St. Mike’s player in the Grey Cup ‘disgusted’ by scandal at his former school

When Nolan MacMillan won the Grey Cup in 2016, he brought it back to his former high school, St. Michael’s College, to show players what’s possible if they stick with football.

But the starting offensive lineman with the CFL’s Ottawa Redblacks says news of a violent hazing scandal at the private, all-boys school in Toronto has left him shocked and disgusted.

MacMillan, who will take the field again Sunday in another Grey Cup game, said he owes his entire football career to St. Mike’s and he never experienced or witnessed anything like what has been reported in recent days.

“I was shocked and disgusted and very upset,” MacMillan said.

“That’s not my experience there and it’s definitely very disheartening to hear about.”

St. Michael’s College School has been rocked by allegations of assault and sexual assault by students, including violent hazing. Six boys are facing charges in an alleged sexual assault captured on video that police sources say involved members of a school sports team. Since the scandal broke last week, a number of former students have come forward with allegations of “sexualized” hazing and the school has said recent incidents clearly indicate it has a problem.
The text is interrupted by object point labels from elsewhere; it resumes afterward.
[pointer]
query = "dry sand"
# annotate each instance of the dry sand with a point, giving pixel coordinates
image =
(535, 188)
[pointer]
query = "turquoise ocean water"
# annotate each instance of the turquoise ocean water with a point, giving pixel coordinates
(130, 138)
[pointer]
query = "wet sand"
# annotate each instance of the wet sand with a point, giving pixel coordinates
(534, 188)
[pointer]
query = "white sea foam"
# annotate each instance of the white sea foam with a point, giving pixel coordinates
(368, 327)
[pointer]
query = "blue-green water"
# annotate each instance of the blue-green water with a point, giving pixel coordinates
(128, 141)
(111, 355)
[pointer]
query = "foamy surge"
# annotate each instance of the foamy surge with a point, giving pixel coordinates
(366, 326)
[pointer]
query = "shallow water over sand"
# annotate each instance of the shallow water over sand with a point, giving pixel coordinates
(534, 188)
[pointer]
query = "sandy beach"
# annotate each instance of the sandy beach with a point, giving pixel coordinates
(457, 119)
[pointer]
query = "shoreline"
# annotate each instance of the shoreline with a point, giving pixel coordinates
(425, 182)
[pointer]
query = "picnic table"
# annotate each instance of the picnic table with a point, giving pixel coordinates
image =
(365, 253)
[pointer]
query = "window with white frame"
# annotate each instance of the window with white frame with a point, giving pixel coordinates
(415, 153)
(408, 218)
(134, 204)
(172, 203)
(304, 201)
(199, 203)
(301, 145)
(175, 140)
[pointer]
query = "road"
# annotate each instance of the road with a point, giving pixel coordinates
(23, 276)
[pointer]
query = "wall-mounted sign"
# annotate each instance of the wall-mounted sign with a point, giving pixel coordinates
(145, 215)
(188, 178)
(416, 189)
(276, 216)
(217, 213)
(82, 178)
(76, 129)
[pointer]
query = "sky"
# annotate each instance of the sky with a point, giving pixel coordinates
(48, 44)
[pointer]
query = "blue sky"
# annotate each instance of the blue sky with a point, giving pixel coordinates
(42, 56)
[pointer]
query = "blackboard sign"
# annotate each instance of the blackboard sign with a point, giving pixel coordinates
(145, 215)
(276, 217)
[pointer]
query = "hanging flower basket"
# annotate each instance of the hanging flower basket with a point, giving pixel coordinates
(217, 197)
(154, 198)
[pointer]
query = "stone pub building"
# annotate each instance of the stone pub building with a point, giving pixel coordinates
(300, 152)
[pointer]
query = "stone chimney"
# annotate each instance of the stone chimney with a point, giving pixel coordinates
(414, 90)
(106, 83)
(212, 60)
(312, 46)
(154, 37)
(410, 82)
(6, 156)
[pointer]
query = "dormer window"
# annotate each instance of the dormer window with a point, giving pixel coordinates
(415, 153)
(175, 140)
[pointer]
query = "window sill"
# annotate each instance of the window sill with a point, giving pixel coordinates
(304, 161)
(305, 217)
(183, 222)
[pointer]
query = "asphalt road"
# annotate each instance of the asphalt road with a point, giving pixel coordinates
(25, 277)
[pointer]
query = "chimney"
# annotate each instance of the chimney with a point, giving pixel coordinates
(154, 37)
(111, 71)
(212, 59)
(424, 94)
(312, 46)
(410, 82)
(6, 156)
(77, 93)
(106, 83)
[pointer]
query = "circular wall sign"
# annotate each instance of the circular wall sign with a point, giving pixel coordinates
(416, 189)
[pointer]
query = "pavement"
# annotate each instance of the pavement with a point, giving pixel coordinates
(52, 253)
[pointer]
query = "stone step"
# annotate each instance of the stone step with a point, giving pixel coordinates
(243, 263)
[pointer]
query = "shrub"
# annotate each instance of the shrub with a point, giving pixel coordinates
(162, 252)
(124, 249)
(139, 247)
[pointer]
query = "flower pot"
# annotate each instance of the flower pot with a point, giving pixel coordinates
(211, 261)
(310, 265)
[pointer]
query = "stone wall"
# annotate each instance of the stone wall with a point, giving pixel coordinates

MacMillan, who is 27 and was born in Arnprior, Ont., not far from Ottawa, first started playing football at St. Mike’s and won two Metro Bowls in his four years on the team. He went on to play college football at Iowa before becoming the first draft pick in Redblacks franchise history in 2013. He said he is still good friends with many of his classmates and when the got his turn with the Grey Cup in 2016, one of his stops was his former school.

“I had a great experience there. I was on the football team. I was in the band and I was in the play,” he said.

“I owe my entire football career – I got a scholarship, everything – to St. Mikes so, I mean, it is honestly unbelievable to hear something like that would happen and it is very, very upsetting.”

He said he’s happy to help the school moving forward as a high-profile alumnus.

“You need stronger role models on the team and you need, I don’t know. That’s just so completely unacceptable on every level”

Calgary Stampeders coach Dave Dickenson also addressed the scandal Wednesday, saying it’s not what sports are about.

“It’s very serious. When I grew up playing sports that stuff is not tolerated,” Dickenson said.

“Sports is an uplifting experience and you should be a team. I don’t know the details either but, let’s be honest, we put our kids into sports for a positive experience.”

Redblacks coach Rick Campbell declined to comment specifically without having more information on what happened.

“I’m aware of it. It’s been kind of a whirlwind for me lately but I need to stay away from that one right now,” Campbell said.

“I’m not downplaying it. It’s quite a significant thing and I’d like to think that through more before speaking on that.”